También ha dicho que si perdiera en un referéndum dejaría el poder, aunque vaticina que ganaría en una eventual consulta.
"Si de manera legal y cristalina se recogen las firmas, 2,5 millones, vamos a referendo, pues. Si a mi me ganan el referendo yo me voy", dijo el jueves en una rueda de prensa.
Las encuestas más recientes muestran que dos de cada tres venezolanos votarían para sacar del poder a Chávez.
Pero el jefe de Estado, quien sobrevivió a un fugaz derrocamiento en abril del 2002, sostiene que los sondeos están manipulados y que vencerá en las urnas.
Chávez ha estado promoviendo en las últimas semanas proyectos de educación y salud para los pobres, así como aumentos salariales y bonos, lo que es visto por analistas como una estrategia para mantenerse en el poder.
"Firmazo" de chavistas
Entretanto, un "Firmazo" rival convocado por chavistas el fin de semana pasado, que buscaba pedir referendos revocatorios contra 38 diputados opositores, no logró convocar un apoyo masivo visible, pero el gobierno sostienen que fue un éxito total.
Los partidos que respaldan a Chávez entregaron el jueves apenas 29.223 firmas para revocarle un mandato a un diputado, dos días después de que anunciaran que lograron reunir 4.234.776 firmas para convocar los referendos de los congresistas opositores.
El secretario general del partido oficialista Patria Para Todos, José Albornoz, atribuyó la entrega de poco menos de 0,7 por ciento de las firmas recolectadas entre el 21 y 24 de noviembre pasado a problemas logísticos en el embalaje y transporte del material.

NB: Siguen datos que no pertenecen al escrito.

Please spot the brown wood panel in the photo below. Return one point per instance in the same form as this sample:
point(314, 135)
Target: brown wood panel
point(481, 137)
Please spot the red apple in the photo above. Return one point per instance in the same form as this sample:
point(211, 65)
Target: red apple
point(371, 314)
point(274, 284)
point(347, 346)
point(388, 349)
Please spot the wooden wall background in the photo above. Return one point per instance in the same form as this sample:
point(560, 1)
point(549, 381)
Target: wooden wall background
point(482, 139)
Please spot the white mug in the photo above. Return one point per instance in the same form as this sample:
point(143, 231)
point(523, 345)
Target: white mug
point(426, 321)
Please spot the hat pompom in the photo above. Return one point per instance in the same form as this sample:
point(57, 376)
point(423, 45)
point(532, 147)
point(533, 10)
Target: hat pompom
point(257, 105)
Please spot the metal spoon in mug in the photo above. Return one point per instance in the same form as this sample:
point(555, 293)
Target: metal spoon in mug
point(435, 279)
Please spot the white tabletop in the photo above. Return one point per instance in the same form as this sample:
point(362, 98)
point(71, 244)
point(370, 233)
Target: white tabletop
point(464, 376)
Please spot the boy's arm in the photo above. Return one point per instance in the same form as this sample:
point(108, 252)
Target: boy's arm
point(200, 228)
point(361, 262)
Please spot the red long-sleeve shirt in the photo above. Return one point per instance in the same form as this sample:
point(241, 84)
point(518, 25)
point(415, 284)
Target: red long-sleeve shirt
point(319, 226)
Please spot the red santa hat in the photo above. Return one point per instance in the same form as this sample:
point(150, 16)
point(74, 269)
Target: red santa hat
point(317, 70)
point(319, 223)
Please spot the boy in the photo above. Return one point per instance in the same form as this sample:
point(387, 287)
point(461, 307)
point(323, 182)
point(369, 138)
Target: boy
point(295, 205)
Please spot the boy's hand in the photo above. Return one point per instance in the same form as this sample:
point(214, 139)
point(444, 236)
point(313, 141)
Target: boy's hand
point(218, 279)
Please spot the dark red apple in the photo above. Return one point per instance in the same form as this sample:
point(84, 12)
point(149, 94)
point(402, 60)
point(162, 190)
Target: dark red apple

Indicó que el resto de las firmas será entregado en los próximos días, aunque no indicó una fecha exacta.
Tras convocar a decenas de sus simpatizantes, organizar una serie de actos festivos y en medio de un gran despliegue militar, el oficialismo entregó el jueves seis pequeñas cajas, con 3.315 planillas en las que están plasmadas las rúbricas de 29.223 personas que respaldan la solicitud de un referéndum para revocar el mandato de Luis Longart, diputado por Nueva Esparta, un estado insular al nordeste del país.
Para convocar al referéndum revocatorio de un funcionario elegido por votación popular se debe presentar ante el Consejo Nacional Electoral las firmas de 20 por ciento del total de electores que los eligieron. Longart fue elegido con 14.911 votos.
El diputado oficialista Darío Vivas, por su parte, atribuyó el retraso a problemas con las fotocopias de las planillas.
"En principio pensamos en traerlas sin sacarles fotocopias, pero luego nos avisaron que dentro del Consejo Nacional Electoral (la máxima autoridad electoral del país) quedaban funcionarios acostumbrados a la trampa, al fraude, y por eso nos propusimos cuidar muy bien esas firmas", agregó a periodistas.
Las autoridades electorales tienen un mes para verificar la recolección de firmas con las de votantes registrados oficialmente.
Los voceros de la coalición gobernante se han mostrado confiados de las firmas obtenidas, y han catalogado el proceso como un "éxito".
Sostienen que los resultados representan una consolidación "en Venezuela del chavismo como fuerza democrática organizada" y una "nueva victoria electoral".
Indicaron que 2.669.684 de personas, que representan 22 por ciento de la población electoral del país, acudieron a los centros de recolección entre el 21 y 24 de noviembre para firmar a favor de la revocatoria de mandato de los congresistas opositores.
La coalición de la Coordinadora Democrática, en tanto, desestimó el proceso y argumentó que el gobierno buscaba distraer la atención de la colecta de firmas de la oposición.